Noureldin enrolled in the University of Khartoum’s Faculty of Medicine, from which he graduated in 2012 with a bachelor of medicine and bachelor of surgery degree.

The family’s second-generation physician then became an inspiration, as some of Noureldin’s younger siblings followed in his footsteps, becoming choosing medical careers in their own right.

After coming to the United States in 2013, Noureldin earned a master of science degree in biomedical sciences and research in 2017 from the University of Toledo. He continued his studies as a research fellow at Chicago-based Rush University Medical Center, and as a research fellow at the Rochester, Minnesota-based Mayo Clinic.

Noureldin undertook residency training in internal medicine at Dearborn-based Beaumont Hospital, completing its program in 2020. In the same year, he earned an advanced certificate in medical education for medical educators from Oakland University William Beaumont School of Medicine.

In June of this year, Noureldin completed a fellowship in gastroenterology at the University of Michigan’s Division of Gastroenterology and Hepatology.

Noureldin is certified to practice medicine by the American Board of Internal Medicine. He’s additionally certified in basic life support and advanced cardiac life support. He is a member of the American College of Gastroenterology, the American Society for Gastrointestinal Endoscopy, the American Association for the Study of Liver Diseases and the American College of Physicians.
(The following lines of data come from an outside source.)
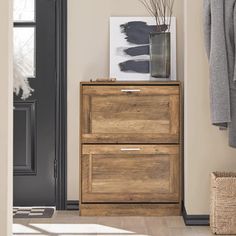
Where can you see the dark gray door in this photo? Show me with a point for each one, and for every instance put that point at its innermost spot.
(34, 102)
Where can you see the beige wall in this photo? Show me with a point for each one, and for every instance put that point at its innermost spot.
(88, 57)
(5, 120)
(206, 148)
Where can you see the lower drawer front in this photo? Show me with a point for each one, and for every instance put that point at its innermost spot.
(118, 173)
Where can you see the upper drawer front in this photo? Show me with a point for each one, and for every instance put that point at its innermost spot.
(130, 114)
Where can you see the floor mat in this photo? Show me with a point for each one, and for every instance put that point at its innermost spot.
(33, 212)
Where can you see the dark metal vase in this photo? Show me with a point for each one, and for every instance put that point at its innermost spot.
(160, 57)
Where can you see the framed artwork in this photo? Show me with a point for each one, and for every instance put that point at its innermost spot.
(129, 48)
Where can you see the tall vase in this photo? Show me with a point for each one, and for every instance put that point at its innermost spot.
(160, 55)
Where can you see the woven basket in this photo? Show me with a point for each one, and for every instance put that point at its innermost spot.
(223, 203)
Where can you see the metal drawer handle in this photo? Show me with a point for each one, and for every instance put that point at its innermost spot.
(130, 90)
(130, 149)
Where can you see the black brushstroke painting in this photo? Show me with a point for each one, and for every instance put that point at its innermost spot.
(137, 33)
(137, 51)
(138, 66)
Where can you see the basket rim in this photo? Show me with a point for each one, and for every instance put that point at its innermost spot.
(222, 174)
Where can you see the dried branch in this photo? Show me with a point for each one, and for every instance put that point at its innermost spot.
(162, 11)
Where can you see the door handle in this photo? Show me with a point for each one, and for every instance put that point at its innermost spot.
(130, 149)
(130, 90)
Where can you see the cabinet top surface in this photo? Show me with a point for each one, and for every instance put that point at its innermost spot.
(131, 83)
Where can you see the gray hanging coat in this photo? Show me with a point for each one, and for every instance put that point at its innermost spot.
(220, 37)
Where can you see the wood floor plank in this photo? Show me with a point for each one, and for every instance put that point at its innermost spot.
(70, 223)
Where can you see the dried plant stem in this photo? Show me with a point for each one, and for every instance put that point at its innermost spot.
(162, 11)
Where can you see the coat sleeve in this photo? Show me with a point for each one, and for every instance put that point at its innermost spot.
(235, 41)
(207, 25)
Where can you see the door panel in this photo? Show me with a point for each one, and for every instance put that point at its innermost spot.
(34, 117)
(118, 173)
(130, 114)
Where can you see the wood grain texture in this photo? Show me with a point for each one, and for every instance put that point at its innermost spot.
(150, 115)
(137, 90)
(141, 116)
(125, 174)
(130, 210)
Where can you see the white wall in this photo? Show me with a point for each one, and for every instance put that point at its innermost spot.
(206, 148)
(5, 119)
(88, 58)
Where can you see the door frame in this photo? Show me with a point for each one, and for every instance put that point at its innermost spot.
(60, 164)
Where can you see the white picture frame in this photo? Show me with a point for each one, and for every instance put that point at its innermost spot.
(118, 42)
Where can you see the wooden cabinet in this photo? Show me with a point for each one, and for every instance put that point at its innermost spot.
(128, 173)
(130, 114)
(130, 149)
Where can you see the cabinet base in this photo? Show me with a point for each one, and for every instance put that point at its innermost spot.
(130, 209)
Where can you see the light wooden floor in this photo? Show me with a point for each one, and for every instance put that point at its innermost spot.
(70, 224)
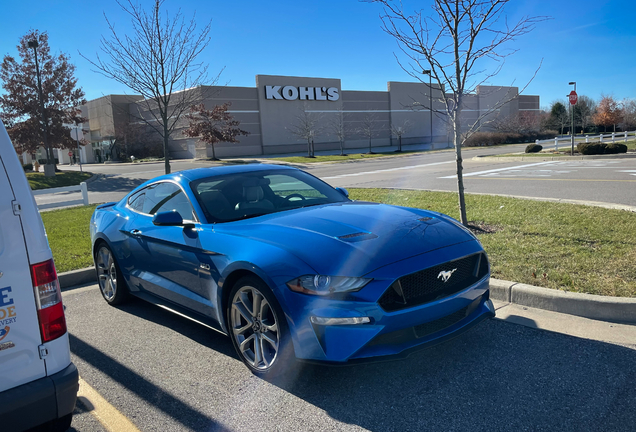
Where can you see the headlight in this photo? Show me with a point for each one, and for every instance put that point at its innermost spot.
(325, 285)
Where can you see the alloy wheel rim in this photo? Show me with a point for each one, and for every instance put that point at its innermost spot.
(255, 328)
(107, 273)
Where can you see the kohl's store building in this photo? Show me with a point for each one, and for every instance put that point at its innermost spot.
(271, 110)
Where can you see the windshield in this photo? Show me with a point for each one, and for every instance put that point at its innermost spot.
(244, 195)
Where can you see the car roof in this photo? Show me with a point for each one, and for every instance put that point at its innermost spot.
(199, 173)
(188, 176)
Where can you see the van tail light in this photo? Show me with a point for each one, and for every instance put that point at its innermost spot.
(48, 298)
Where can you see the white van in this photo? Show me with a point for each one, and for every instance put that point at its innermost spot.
(38, 382)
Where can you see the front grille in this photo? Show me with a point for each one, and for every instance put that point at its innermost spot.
(428, 285)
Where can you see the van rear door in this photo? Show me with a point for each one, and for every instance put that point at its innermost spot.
(20, 361)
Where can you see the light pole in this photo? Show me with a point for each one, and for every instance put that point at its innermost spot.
(430, 96)
(49, 168)
(572, 130)
(79, 151)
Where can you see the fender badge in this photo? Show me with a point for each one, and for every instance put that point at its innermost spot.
(445, 275)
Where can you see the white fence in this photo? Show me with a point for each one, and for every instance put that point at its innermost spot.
(80, 188)
(612, 137)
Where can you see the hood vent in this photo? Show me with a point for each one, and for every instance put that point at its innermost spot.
(355, 237)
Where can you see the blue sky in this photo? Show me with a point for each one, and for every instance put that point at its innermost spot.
(588, 41)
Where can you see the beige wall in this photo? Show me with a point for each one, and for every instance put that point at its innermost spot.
(410, 108)
(270, 120)
(279, 116)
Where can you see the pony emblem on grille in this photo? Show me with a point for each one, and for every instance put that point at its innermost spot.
(445, 275)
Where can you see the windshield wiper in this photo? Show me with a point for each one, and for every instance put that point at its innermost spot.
(249, 216)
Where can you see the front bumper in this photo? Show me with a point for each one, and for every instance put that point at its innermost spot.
(39, 401)
(391, 333)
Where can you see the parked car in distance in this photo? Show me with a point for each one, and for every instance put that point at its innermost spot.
(289, 267)
(38, 381)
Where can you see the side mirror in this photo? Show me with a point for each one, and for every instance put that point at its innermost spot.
(167, 219)
(343, 191)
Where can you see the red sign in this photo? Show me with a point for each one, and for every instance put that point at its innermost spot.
(573, 97)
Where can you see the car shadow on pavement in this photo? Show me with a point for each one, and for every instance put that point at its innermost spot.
(194, 331)
(174, 407)
(497, 376)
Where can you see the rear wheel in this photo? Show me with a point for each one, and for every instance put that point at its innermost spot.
(111, 282)
(258, 329)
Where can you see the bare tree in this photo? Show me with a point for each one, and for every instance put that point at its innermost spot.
(158, 61)
(368, 127)
(307, 127)
(452, 42)
(629, 114)
(398, 130)
(337, 127)
(584, 111)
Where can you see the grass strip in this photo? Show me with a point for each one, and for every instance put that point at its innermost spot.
(69, 237)
(553, 245)
(61, 179)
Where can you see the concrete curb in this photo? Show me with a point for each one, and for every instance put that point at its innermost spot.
(552, 158)
(603, 308)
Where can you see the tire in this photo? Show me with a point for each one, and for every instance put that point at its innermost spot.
(258, 329)
(62, 424)
(111, 282)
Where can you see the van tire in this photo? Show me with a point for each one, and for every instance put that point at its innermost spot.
(109, 278)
“Gastrointestinal disorders are often complex and require specialized knowledge and expertise for effective treatment,” Noureldin said. “Gastroenterology is a rapidly evolving field, with continuous advancements in diagnosis and treatment methods. I am eager to introduce the latest therapeutic strategies and endoscopic techniques to our community.”

While Noureldin was involved in his residency training at Dearborn, he met the woman who would become his wife, Nisreen, who works today as a cardiology nurse practitioner.

Noureldin’s youthful interest in art and drawing grew into a fascination with landscape photography, and these days he decorates his home with natural images he’s captured over the years. Noureldin also enjoys foreign travel — he has visited five continents — reading practical self-development books, and participating in outdoor sports such as biking and running.

Despite his global interests and background, Noureldin has felt an obligation to apply his medical knowledge in Michigan, he said.

“I was trained in medicine in Michigan and did my residency and fellowship in Michigan, so I wanted to pay back the people of Michigan,” he said.

“I found that Oaklawn was very community-based and the area it serves has a great need for gastroenterology,” he added. “I like the people there, the staff are well-trained and the administration has been very welcoming and supportive.”

In addition, Marshall’s location gave him a positive feeling. That’s a significant reason why Noureldin and his wife expect that they will move from their current home in Canton to the Marshall area within the coming year.

“In a more urban setting, it become less personal. You can do more things in a day here, and you can build relationships with your neighbors,” he said.

“At its core, gastroenterology is about enhancing patient well-being,” Noureldin said. “It allows us to directly impact and improve our patients’ lives, and I find it extremely rewarding to be part of this meaningful journey with them.”